Could The Formation Of New, Smaller Cities Be The Way Out For Fed-Up Residents Of Liberal Areas?
As debt mounts in Democrat-run cities and crime spirals out of control, frustrated communities must decide whether it is time to make their escape.
Earlier this week, The Daily Wire told the story of some who had done so — not by moving from a liberal place to a conservative place, but by incorporating their existing neighborhood into a new town that would be governed according to the preferences of its residents.
There is nothing inherently partisan about the idea of self-determination; indeed, the process could be used to create progressive havens in conservative areas just as often as the reverse.
Yet the moves have frequently faced stiff opposition, which, at times, suggested that liberals want others to live according to their preferred policies in order to fund them, whether they like it or not.
In 1993, about 65% of Staten Island residents voted to secede from New York City and establish the “forgotten borough” as its own city but the effort was snuffed out by Albany when the New York state assembly blocked the measure.
The San Fernando Valley has tried unsuccessfully more than once to secede from Los Angeles. The latest attempt was in 2002 when residents complained about the quality of local government.

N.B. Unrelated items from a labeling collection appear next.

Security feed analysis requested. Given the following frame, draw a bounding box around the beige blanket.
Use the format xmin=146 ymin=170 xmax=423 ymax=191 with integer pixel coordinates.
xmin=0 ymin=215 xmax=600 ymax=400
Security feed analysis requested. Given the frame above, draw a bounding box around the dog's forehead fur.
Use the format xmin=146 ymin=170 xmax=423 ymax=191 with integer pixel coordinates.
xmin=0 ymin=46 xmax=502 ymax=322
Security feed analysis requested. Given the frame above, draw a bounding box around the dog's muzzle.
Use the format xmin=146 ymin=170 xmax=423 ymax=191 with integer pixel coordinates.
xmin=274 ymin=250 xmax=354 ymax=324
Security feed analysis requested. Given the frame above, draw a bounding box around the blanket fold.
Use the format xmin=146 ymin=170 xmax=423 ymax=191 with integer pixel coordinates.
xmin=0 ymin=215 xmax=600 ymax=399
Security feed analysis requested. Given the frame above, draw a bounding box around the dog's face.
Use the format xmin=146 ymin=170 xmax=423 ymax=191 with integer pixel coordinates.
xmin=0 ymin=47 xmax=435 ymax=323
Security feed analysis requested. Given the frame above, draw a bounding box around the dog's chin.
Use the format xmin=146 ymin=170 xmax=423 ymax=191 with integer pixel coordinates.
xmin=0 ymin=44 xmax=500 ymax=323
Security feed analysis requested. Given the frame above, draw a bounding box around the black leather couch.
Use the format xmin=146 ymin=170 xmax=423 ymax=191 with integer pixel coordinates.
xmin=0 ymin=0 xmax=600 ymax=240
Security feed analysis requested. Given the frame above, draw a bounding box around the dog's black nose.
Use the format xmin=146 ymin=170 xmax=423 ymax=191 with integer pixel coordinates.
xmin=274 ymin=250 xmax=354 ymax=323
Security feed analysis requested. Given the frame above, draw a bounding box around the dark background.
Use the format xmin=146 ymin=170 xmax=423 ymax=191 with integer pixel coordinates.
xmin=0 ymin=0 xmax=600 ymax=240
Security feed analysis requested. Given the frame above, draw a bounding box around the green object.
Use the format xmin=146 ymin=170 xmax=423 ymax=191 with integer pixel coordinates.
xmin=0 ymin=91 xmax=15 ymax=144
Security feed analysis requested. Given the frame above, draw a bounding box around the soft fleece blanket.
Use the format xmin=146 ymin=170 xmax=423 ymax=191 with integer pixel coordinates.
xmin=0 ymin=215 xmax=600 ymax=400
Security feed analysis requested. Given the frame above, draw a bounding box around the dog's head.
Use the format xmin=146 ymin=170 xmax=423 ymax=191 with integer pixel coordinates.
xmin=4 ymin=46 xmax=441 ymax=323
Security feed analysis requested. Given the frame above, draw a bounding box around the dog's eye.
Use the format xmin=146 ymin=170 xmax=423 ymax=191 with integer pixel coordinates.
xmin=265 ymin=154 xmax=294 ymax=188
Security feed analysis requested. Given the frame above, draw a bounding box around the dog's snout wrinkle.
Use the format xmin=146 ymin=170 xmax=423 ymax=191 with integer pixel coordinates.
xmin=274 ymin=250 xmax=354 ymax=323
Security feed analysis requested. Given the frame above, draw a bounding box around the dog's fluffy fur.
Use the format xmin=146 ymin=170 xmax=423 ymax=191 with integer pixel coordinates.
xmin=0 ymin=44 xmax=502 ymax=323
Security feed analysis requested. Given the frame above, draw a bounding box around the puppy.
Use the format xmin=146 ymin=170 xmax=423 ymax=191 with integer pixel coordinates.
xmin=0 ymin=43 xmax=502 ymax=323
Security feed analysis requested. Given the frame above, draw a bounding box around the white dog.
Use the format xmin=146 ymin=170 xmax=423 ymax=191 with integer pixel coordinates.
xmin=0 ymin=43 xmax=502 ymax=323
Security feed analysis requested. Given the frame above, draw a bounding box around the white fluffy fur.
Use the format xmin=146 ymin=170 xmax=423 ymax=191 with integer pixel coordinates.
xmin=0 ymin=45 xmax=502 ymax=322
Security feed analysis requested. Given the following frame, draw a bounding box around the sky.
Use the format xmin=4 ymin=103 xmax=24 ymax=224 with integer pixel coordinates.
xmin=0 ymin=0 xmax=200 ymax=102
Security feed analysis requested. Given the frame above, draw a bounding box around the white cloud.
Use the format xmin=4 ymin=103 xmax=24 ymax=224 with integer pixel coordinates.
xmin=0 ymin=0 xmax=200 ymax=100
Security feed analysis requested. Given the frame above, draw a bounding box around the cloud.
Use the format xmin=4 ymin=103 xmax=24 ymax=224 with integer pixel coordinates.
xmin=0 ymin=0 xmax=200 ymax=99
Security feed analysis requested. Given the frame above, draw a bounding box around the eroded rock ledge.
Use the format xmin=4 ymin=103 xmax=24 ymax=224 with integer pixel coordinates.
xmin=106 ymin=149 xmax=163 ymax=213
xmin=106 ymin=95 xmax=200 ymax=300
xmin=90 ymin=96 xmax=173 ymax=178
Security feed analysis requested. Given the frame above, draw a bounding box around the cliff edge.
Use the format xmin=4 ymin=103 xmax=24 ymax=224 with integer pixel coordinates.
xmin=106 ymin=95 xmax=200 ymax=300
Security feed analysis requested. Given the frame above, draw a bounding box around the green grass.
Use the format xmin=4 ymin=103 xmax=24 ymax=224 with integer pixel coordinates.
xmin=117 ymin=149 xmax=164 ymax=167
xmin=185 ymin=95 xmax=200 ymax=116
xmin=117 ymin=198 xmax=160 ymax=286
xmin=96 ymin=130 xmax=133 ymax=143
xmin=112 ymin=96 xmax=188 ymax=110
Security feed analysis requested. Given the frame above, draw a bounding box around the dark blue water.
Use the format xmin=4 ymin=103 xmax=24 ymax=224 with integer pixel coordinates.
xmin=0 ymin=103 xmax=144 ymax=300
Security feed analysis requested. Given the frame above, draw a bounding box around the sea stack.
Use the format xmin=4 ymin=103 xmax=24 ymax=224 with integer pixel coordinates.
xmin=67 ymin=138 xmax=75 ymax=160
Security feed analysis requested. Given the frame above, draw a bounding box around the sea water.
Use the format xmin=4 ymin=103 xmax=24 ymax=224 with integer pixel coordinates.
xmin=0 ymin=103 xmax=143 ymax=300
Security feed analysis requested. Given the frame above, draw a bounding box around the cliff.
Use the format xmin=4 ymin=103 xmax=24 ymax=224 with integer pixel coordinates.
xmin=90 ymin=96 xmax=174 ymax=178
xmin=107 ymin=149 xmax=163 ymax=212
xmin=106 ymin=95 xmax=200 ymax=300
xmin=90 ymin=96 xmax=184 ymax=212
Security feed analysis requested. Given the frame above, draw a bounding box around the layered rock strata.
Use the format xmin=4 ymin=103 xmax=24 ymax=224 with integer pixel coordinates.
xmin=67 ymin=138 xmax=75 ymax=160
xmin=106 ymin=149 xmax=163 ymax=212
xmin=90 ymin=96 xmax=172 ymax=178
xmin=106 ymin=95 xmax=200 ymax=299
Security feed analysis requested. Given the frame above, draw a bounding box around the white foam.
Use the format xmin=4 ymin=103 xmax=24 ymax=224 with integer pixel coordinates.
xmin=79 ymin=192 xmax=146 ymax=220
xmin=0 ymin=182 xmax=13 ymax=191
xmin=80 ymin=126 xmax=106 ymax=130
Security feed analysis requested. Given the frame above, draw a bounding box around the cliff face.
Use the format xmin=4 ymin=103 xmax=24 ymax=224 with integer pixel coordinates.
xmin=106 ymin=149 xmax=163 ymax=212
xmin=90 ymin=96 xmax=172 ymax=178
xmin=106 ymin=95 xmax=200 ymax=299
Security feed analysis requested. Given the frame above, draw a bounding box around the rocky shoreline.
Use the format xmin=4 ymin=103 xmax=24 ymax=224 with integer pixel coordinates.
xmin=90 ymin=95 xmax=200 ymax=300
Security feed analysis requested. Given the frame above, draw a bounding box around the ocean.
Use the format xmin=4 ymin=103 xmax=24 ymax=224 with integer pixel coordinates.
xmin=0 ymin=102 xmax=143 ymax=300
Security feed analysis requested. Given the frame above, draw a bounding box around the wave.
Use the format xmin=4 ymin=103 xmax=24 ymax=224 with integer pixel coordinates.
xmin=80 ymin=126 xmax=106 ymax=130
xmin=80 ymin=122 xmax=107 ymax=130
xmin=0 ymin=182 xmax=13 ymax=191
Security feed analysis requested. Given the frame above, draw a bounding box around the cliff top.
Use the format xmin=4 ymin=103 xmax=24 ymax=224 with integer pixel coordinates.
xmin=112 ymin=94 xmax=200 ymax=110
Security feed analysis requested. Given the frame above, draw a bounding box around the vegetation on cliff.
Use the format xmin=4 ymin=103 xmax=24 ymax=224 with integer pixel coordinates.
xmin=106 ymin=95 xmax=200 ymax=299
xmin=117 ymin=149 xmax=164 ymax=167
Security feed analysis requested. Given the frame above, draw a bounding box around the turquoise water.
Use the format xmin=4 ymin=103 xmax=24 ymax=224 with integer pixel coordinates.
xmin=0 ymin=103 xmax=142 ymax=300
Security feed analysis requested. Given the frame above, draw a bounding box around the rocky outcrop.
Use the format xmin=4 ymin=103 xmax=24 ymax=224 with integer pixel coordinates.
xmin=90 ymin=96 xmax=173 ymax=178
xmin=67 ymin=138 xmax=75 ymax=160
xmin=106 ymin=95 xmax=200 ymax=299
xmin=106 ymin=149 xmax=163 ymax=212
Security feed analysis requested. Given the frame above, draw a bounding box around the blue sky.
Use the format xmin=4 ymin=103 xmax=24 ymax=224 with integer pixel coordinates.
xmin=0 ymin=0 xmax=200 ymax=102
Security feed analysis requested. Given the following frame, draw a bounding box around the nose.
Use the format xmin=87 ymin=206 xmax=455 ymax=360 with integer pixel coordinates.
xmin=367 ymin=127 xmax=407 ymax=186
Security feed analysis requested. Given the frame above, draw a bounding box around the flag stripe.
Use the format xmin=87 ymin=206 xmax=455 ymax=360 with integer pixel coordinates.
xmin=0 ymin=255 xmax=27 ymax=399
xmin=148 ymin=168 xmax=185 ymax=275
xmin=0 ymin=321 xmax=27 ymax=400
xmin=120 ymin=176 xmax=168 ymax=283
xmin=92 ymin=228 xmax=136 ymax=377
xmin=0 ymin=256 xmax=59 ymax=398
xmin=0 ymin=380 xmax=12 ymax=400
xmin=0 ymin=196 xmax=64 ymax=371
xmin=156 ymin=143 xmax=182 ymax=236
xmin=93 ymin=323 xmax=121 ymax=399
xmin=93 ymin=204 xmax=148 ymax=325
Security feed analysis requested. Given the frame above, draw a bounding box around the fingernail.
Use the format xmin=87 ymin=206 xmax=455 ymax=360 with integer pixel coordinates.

The process of incorporating a new town or city, either carving one out of an existing municipality or incorporating an area within a county, varies wildly from state to state. In many cases, the process was established long ago and is unclear.
Sometimes the state legislature must grant a new city charter. While members of the dominant state party might not be happy about creating a new local government that might be governed by the opposite party, if they vote against approving such a measure after residents had taken a vote in favor, they encounter the decidedly undemocratic optics of denying people a right to self-determination.
Even after the vagaries of how to incorporate a town, there are the practical matters. As with a divorce, there is the issue of how to divy up existing shared assets. Financial entanglements run deep, making it very difficult to extricate an area, especially when the parent area fights the secession.
In 2018, an area in Georgia known as Eagle’s Landing came close to pulling off a secession from Stockbridge, a city about 20 miles south of Atlanta. Residents of the gated country club community wanted to carve out a new town that included parts of south Stockbridge as well as other unincorporated parts of Henry County. The vote ultimately failed, to the relief of city officials in Stockbridge, whose tax base would have been diminished.
One secession effort involved school districts only. The city of Gardendale, Alabama attempted to secede from the Jefferson County school system, but the effort was quashed in 2018 by a federal appeals court, which ruled city residents were racially motivated.
Others are fighting a tide going in the opposite direction, attempting to avoid being swallowed up into larger governments.
Louisville, Kentucky merged with Jefferson County in 2003, one of the most recent examples of a city combining with its surrounding area. Jacksonville, Indianapolis, Nashville, and Lexington have also all merged with their suburbs. Memphis and Pittsburgh both tried but failed to do so.
Houston was notorious for annexing its surrounding areas, a practice that helped make the city the fourth largest in the country. Prior to the 1980s especially, Houston gobbled up so much territory that the Texas legislature responded to angry residents and passed laws cracking down on the city’s ability to do so.
Incorporation can avoid that since it’s easier to swallow up unincorporated land run by a county. In 1983, Meadows Place incorporated to avoid being annexed by Houston, becoming the smallest city in Texas with its own dedicated police department, fire station, and emergency services.
“Municipal consolidation, usually wrapped in a shiny good government package, is an idea that refuses to die,” American Enterprise Institute (AEI) scholars wrote in a 2018 paper called “Localism in America: Why We Should Tackle Our Big Challenges At The Local Level.” “In practice, however, consolidating local governments has not worked as promised, often leading to prohibitive costs, higher taxes, and reduced efficiency.”
Failed efforts to secede may have had a chilling effect, with many people not even realizing that creating a new, smaller town is even an option.
“We see what happened in New York. We see what happened in Los Angeles,” Howard Husock, one of the AEI authors, told The Daily Wire. “Those movements fizzled out.”
The success stories suggest the trouble might be worth it, however. Communities that broke away and secured their freedom have been rewarded with greater prosperity and safety, and they provide a beacon of hope for other Americans weighing the same decision.